Our partnership with CONNECTED not only provides access to key opinion leaders in dermatology, but also enables rapid patient recruitment through referring dermatologists.

Hospitals involved in the network include, but are not limited to:

• Leiden University Medical Center (LUMC)

• Erasmus University Medical Center, Rotterdam

• Amsterdam University Medical Centers (AUMCs)

• Utrecht University Medical Center

Unlocking the Potential of OX40L Inhibition: From Early Safety to Breakthrough Atopic Dermatitis Treatment

Activation of the OX40‐OX40L pathway possibly contributes to resistance of T lymphocytes to regulatory signals and, therefore, OX40‐OX40L signaling may be a target for the treatment of auto‐immune diseases. Recently, we conducted a first-in-human trial of an anti-OX40L monoclonal antibody. The primary goal was to assess the safety, tolerability, and pharmacological activity of the drug, but we also explored the pharmacodynamic effects using a keyhole limpet hemocyanin (KLH) challenge model combined with advanced skin measurements. We showed that the drug was safe and well‐tolerated, and we demonstrated proof‐of‐pharmacology, as the drug suppressed the KLH‐driven neoantigen immune response via OX40‐OX40L signaling interference.

Encouraged by these results, the sponsor advanced the drug into a Phase 2b study, specifically targeting atopic dermatitis.
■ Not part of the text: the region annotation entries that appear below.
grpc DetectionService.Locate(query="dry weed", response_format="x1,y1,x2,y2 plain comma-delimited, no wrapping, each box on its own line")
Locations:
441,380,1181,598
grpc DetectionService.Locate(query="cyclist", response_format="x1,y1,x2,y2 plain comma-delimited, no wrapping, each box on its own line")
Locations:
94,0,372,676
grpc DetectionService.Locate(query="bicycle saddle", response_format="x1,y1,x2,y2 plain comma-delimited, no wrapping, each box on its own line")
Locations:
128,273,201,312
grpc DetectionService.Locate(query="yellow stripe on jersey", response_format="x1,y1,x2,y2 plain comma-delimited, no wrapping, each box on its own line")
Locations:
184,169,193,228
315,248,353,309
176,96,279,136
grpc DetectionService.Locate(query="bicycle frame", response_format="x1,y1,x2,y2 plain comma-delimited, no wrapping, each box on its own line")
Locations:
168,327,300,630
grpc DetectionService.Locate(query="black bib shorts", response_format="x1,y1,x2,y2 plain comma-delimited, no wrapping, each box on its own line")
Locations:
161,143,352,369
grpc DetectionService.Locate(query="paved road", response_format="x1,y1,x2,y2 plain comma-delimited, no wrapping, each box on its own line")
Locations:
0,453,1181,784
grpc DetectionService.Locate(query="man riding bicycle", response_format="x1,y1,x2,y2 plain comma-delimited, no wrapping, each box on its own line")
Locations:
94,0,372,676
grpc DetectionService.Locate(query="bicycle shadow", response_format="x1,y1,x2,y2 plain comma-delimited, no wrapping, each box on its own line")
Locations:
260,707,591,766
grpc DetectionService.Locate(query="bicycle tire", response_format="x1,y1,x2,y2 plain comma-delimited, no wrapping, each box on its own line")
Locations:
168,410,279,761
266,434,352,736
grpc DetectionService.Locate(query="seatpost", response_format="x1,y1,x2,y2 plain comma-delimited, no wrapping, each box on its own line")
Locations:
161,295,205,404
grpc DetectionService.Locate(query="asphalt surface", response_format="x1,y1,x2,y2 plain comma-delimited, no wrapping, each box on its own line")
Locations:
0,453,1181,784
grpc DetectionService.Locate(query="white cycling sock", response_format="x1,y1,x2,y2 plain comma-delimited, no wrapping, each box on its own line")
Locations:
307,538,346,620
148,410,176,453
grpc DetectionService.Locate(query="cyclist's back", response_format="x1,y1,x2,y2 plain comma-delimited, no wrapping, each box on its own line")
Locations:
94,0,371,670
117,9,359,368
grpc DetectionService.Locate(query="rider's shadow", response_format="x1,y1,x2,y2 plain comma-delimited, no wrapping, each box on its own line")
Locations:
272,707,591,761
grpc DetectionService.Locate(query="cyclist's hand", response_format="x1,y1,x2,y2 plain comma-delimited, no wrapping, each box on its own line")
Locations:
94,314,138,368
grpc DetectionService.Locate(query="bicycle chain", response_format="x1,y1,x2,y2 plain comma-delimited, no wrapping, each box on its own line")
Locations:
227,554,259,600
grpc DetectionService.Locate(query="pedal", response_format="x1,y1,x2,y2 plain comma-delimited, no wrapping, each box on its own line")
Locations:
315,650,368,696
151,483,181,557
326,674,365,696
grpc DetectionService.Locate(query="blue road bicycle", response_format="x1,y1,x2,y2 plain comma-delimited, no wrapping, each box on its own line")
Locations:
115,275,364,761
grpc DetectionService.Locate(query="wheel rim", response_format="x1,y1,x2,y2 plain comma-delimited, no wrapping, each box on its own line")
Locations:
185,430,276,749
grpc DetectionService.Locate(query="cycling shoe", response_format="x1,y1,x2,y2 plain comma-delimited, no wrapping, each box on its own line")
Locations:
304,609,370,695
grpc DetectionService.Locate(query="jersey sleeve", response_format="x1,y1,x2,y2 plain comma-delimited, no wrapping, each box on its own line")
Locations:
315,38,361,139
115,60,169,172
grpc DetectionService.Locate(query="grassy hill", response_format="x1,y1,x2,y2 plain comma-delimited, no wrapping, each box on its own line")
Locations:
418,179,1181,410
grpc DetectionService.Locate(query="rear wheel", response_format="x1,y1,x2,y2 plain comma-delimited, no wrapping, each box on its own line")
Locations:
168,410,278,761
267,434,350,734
The Phase 2b trial demonstrated impressive results, with an 80% improvement in atopic dermatitis symptoms, positioning the drug as a potential best-in-class treatment. Following the success of this trial, the company developing the drug was acquired by a major pharmaceutical corporation, further validating the compound's promising clinical profile and its potential impact on the treatment of immune-mediated conditions.

This case highlights the added value of including a pharmacological challenge model, and in this case specifically our KLH challenge model, in an early phase clinical trial.